Emanuel hails Supreme Court ruling in case of ex-cop’s straw gun purchase
BY FRANK MAIN Staff Reporter June 16, 2014 4:23PM
Mayor Rahm Emanuel is hailing a U.S. Supreme Court decision Monday upholding the conviction of a one-time Virginia cop who lied on a federal form that he was buying a gun for himself — when he actually made the purchase for his uncle. | AFP file
Updated: July 18, 2014 6:20AM
Mayor Rahm Emanuel is hailing a U.S. Supreme Court decision Monday upholding the conviction of a one-time Virginia cop who lied on a federal form that he was buying a gun for himself — when he actually made the purchase for his uncle.
The 5-4 ruling is welcome news for officials who say such “straw purchases” are one of the key ways guns wind up in the hands of criminals in Chicago and elsewhere.
“The Supreme Court’s decision is a big victory for public safety and common sense. In the last five years, more than 1,500 guns made their way from just one suburban dealer to Chicago crime scenes,” Emanuel said in a statement.
“A person who buys a gun and arms a criminal is just as responsible as the person who pulls the trigger. Today’s decision makes it clear that purchasing a gun for someone else is a serious crime with deadly consequences. I applaud the court for upholding this law.”
Federally licensed gun dealers are required to have customers fill out a form saying they’re the actual purchaser.
The form says: “Are you the actual transferee/buyer of the firearm(s) listed on this form? Warning: You are not the actual buyer if you are acquiring the firearm(s) on behalf of another person. If you are not the actual buyer, the dealer cannot transfer the firearm(s) to you.”
On Monday, the Supreme Court upheld the conviction of a former police officer, Bruce Abramski Jr., for lying on the form in 2009.
Federal agents searched Abramski’s home when he became a suspect in a different crime. They found a receipt from his uncle for a Glock 19 handgun.
The agents learned Abramski made the purchase to save his uncle money. Abramski was eligible for a law enforcement discount at a Virginia police supply store.
The uncle gave Abramski a $400 check for the Glock. Two days later, Abramski bought the gun. Then he visited a licensed gun dealer in Pennsylvania, where his uncle lived, to transfer ownership to the uncle after he passed a background check.
The problem for Abramski was that he lied when he bought the gun in Virginia. He marked “yes” to a question about whether he was the actual buyer.
In his appeal, Abramski argued that federal law doesn’t specifically outlaw straw purchasing. The National Rifle Association and 26 states (not including Illinois) supported him in a friend-of-the-court filing.
But Justice Elena Kagan ruled that truthfully answering the form is “fundamental to the lawfulness of a gun sale.”
“No piece of information is more important under federal law than the identity of a gun’s purchaser,” Kagan wrote for the majority.
Law enforcement authorities — at local and federal levels — say straw purchasing is one of the main ways crooks get guns in the Chicago area.

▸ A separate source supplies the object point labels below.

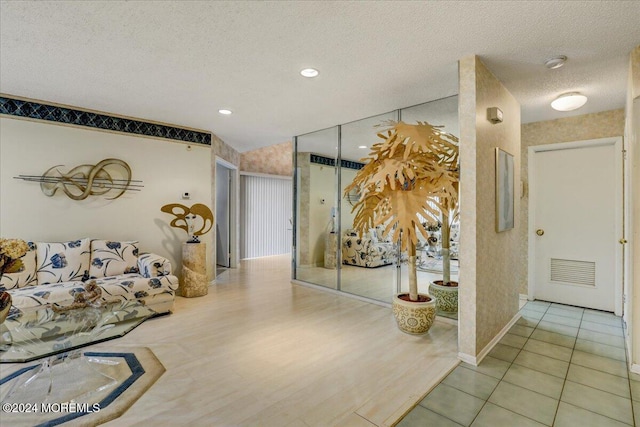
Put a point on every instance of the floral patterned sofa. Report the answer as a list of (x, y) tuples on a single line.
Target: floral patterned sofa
[(55, 272), (367, 251)]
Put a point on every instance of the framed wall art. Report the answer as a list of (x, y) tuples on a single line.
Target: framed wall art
[(504, 191)]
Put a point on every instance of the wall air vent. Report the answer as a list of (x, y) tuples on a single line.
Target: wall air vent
[(574, 272)]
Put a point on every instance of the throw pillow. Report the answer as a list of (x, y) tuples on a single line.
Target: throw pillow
[(113, 258), (63, 262), (27, 276)]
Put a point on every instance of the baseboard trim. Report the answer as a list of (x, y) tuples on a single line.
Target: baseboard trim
[(476, 360)]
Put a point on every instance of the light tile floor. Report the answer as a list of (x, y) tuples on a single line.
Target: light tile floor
[(558, 366)]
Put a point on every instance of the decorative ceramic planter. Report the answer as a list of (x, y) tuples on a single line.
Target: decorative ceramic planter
[(414, 317), (446, 297)]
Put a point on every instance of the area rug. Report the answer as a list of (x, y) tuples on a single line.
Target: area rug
[(434, 265), (135, 369)]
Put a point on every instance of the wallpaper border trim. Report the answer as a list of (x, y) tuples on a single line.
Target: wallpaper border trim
[(327, 161), (39, 110)]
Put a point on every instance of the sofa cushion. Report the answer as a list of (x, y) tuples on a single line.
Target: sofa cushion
[(27, 276), (58, 293), (109, 258), (63, 262)]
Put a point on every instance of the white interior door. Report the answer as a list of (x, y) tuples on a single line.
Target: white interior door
[(576, 206), (223, 180)]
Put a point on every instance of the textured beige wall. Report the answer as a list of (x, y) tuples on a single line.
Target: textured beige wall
[(488, 279), (272, 160), (577, 128), (632, 142)]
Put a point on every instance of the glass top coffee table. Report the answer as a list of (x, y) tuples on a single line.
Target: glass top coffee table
[(34, 333), (65, 374)]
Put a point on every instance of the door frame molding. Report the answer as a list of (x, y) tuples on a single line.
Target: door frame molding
[(616, 141), (234, 212)]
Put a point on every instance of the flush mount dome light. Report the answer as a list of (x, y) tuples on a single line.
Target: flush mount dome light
[(555, 62), (569, 101), (309, 72)]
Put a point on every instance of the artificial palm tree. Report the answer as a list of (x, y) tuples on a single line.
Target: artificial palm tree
[(414, 164)]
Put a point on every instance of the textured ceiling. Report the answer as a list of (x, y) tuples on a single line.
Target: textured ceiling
[(179, 62)]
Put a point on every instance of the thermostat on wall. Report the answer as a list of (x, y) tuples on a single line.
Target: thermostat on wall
[(494, 115)]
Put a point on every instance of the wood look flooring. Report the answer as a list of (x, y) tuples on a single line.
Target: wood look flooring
[(260, 351)]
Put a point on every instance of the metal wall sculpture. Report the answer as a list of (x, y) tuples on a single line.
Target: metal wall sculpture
[(185, 218), (86, 180)]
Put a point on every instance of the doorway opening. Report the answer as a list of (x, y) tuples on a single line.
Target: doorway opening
[(575, 221), (225, 215)]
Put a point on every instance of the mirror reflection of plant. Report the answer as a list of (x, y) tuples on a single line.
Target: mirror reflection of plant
[(412, 166)]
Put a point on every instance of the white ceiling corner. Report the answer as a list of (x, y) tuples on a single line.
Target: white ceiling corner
[(179, 62)]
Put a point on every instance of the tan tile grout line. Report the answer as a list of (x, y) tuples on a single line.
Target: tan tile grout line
[(505, 373), (501, 379)]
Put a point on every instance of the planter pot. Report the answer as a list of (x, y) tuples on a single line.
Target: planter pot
[(414, 317), (446, 296)]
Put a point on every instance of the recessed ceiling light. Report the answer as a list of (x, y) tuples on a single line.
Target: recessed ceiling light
[(555, 62), (569, 101), (309, 72)]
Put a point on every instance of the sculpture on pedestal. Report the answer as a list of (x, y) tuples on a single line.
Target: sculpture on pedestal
[(187, 219)]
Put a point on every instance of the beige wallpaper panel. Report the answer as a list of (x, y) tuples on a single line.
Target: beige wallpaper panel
[(272, 160), (489, 267)]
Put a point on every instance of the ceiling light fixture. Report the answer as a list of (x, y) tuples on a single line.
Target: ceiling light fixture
[(555, 62), (309, 72), (569, 101)]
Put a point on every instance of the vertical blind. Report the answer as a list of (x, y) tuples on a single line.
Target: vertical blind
[(265, 214)]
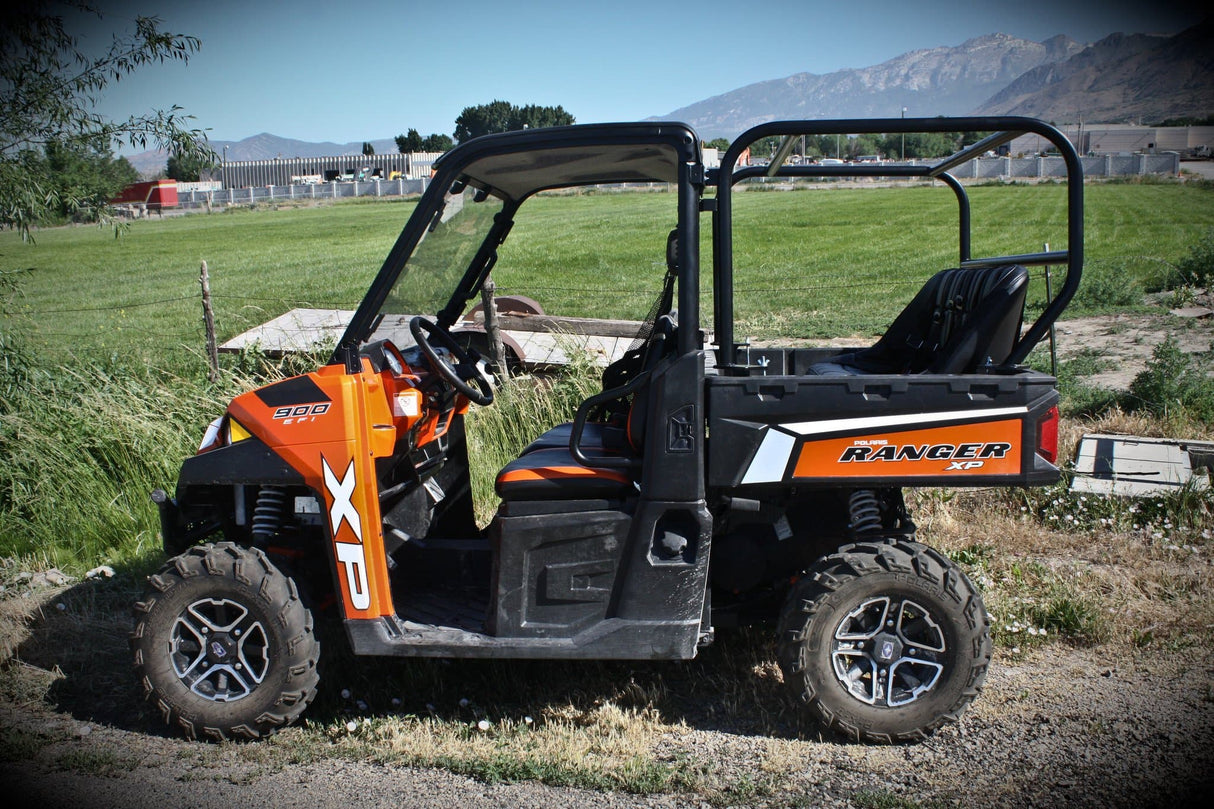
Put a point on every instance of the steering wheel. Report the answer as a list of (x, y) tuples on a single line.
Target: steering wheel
[(463, 373)]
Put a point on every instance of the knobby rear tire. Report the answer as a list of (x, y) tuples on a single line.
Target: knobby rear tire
[(837, 656)]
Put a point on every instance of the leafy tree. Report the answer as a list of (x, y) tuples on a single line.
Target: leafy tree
[(49, 90), (505, 117), (78, 174), (415, 142), (410, 142), (437, 143)]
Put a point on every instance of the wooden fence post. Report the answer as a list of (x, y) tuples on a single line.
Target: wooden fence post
[(213, 352), (493, 331)]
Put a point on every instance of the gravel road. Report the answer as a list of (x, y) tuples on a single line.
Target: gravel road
[(1059, 728)]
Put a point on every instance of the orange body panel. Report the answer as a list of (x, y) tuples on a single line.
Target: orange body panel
[(986, 448), (334, 443)]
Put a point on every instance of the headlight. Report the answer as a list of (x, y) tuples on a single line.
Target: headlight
[(237, 433), (211, 437)]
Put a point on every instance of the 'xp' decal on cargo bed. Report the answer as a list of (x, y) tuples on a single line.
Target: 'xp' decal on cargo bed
[(350, 554), (986, 448)]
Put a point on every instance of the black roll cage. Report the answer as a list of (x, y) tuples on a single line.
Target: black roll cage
[(1007, 129), (452, 169)]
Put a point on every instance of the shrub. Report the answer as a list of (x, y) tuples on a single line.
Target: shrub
[(1197, 267), (1173, 385)]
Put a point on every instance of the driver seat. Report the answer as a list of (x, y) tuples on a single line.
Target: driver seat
[(546, 469)]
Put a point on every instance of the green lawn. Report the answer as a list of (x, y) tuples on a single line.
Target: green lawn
[(807, 262)]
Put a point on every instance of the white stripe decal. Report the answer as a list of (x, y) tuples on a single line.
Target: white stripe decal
[(771, 459), (877, 422)]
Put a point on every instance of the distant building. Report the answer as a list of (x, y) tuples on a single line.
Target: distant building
[(283, 171), (1123, 139)]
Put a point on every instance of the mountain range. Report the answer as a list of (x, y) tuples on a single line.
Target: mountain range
[(1123, 78)]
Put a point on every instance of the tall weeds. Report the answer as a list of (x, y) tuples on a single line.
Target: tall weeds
[(80, 448)]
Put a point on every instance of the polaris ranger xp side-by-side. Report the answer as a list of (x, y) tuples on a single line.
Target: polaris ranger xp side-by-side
[(710, 484)]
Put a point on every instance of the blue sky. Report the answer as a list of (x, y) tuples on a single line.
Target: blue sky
[(342, 72)]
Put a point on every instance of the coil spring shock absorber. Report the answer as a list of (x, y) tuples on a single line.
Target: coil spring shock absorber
[(864, 508), (270, 512)]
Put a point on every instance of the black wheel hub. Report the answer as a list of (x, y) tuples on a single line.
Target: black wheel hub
[(220, 650), (888, 651), (886, 648)]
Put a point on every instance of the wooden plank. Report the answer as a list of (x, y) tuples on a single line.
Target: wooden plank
[(1136, 465)]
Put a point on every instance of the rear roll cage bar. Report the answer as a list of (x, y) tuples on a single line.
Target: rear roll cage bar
[(1005, 130)]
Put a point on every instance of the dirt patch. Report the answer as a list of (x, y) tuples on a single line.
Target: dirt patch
[(1122, 344)]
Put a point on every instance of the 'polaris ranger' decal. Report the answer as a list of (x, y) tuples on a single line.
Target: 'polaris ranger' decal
[(985, 448), (350, 554), (778, 446)]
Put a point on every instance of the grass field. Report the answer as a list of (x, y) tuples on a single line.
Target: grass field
[(807, 264)]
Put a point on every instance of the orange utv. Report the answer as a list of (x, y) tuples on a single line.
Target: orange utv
[(712, 484)]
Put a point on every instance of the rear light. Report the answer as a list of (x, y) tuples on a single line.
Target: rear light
[(1048, 435)]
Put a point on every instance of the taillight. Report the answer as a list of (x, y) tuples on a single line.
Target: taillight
[(1048, 435)]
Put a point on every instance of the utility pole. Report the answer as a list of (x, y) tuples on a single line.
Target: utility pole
[(903, 158)]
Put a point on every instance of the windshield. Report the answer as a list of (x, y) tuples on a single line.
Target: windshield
[(440, 260)]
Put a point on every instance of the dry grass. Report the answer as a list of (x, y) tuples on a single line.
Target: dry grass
[(636, 727)]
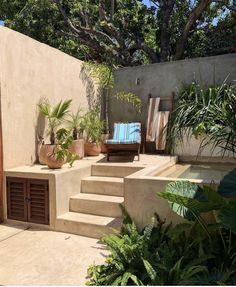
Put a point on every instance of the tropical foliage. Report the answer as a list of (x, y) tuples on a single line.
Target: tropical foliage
[(54, 114), (126, 32), (74, 122), (62, 143), (191, 253), (103, 77), (209, 113), (92, 125)]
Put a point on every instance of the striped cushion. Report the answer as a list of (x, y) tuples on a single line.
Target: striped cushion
[(126, 133), (114, 141)]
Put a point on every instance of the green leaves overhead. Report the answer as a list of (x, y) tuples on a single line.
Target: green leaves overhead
[(130, 34)]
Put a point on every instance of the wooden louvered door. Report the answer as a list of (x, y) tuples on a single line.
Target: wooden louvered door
[(38, 211), (28, 200), (16, 198)]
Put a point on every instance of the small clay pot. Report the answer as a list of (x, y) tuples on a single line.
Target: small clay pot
[(77, 147), (54, 163), (92, 149), (44, 150)]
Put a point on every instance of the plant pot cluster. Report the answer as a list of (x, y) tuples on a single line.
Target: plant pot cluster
[(81, 137)]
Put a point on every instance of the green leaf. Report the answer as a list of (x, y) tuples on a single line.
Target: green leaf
[(227, 216), (150, 270), (227, 187)]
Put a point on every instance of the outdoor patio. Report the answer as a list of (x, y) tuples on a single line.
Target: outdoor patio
[(34, 256)]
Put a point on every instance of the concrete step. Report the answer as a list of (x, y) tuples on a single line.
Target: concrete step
[(87, 225), (109, 170), (103, 185), (104, 205)]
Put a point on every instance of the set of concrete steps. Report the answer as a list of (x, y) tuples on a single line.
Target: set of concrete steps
[(96, 211)]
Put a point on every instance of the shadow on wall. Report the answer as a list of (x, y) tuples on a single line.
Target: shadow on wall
[(90, 88), (39, 133)]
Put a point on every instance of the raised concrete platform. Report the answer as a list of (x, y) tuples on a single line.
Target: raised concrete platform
[(93, 226), (104, 205), (86, 198), (103, 185)]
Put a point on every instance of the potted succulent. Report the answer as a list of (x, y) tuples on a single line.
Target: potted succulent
[(60, 153), (55, 115), (77, 145), (93, 127)]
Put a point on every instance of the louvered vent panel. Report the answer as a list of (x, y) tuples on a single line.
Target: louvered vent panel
[(38, 205), (16, 195)]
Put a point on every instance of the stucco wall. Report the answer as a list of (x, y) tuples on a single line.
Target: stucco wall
[(29, 71), (161, 80)]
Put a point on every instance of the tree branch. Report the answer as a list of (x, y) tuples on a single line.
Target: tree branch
[(193, 17)]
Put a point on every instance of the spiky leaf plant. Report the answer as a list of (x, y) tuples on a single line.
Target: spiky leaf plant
[(74, 123), (54, 114), (209, 113)]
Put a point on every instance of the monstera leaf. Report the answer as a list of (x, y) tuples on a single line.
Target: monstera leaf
[(227, 216), (227, 187), (189, 200)]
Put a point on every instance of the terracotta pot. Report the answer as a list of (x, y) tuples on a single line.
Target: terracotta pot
[(53, 163), (92, 149), (103, 147), (77, 147), (45, 149)]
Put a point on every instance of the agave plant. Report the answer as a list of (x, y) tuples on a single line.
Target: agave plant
[(74, 123), (55, 115), (207, 112)]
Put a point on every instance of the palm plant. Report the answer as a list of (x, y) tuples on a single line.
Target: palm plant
[(103, 77), (210, 113), (74, 123), (92, 125), (55, 115)]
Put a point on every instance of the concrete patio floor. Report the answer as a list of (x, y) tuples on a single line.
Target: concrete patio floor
[(41, 257)]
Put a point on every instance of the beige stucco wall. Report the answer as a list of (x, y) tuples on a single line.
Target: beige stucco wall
[(30, 70), (161, 80)]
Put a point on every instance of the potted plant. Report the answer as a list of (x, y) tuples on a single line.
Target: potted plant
[(93, 127), (77, 145), (60, 153), (103, 76), (55, 115)]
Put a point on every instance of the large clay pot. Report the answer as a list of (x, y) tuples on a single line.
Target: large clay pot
[(44, 150), (92, 149), (77, 147), (54, 163)]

But a 2012 Chicago Sun-Times analysis of gun prosecutions found it’s relatively rare for alleged straw purchasers to face criminal charges.
That’s because they have clean records and don’t face serious prison time, making their cases less of a priority than other types of gun crimes, experts say.
“I don’t think this will have a major impact,” said Mark Jones, a retired special agent with the U.S. Bureau of Alcohol, Tobacco, Firearms and Explosives. “You will hear a hue and cry from the NRA people. But there are plenty of straw purchasing cases where guns turn up in felonies like murders and the prosecutors still don’t go after them.”
Still, Jones, an adviser to the University of Chicago Crime Lab, said the ruling “hopefully provides an incentive for the feds to take these cases now that the Supreme Court has weighed in.”
Law enforcement officials have been pushing for additional ways to make straw purchasing illegal. In 2012, for instance, Gov. Pat Quinn signed a law requiring Illinois gun owners to report missing firearms to police.
The mayor and his police superintendent, Garry McCarthy, called for the law. McCarthy emphasized that suspected straw buyers often lie to police that their guns were stolen when confronted about their guns being used by other people in crimes.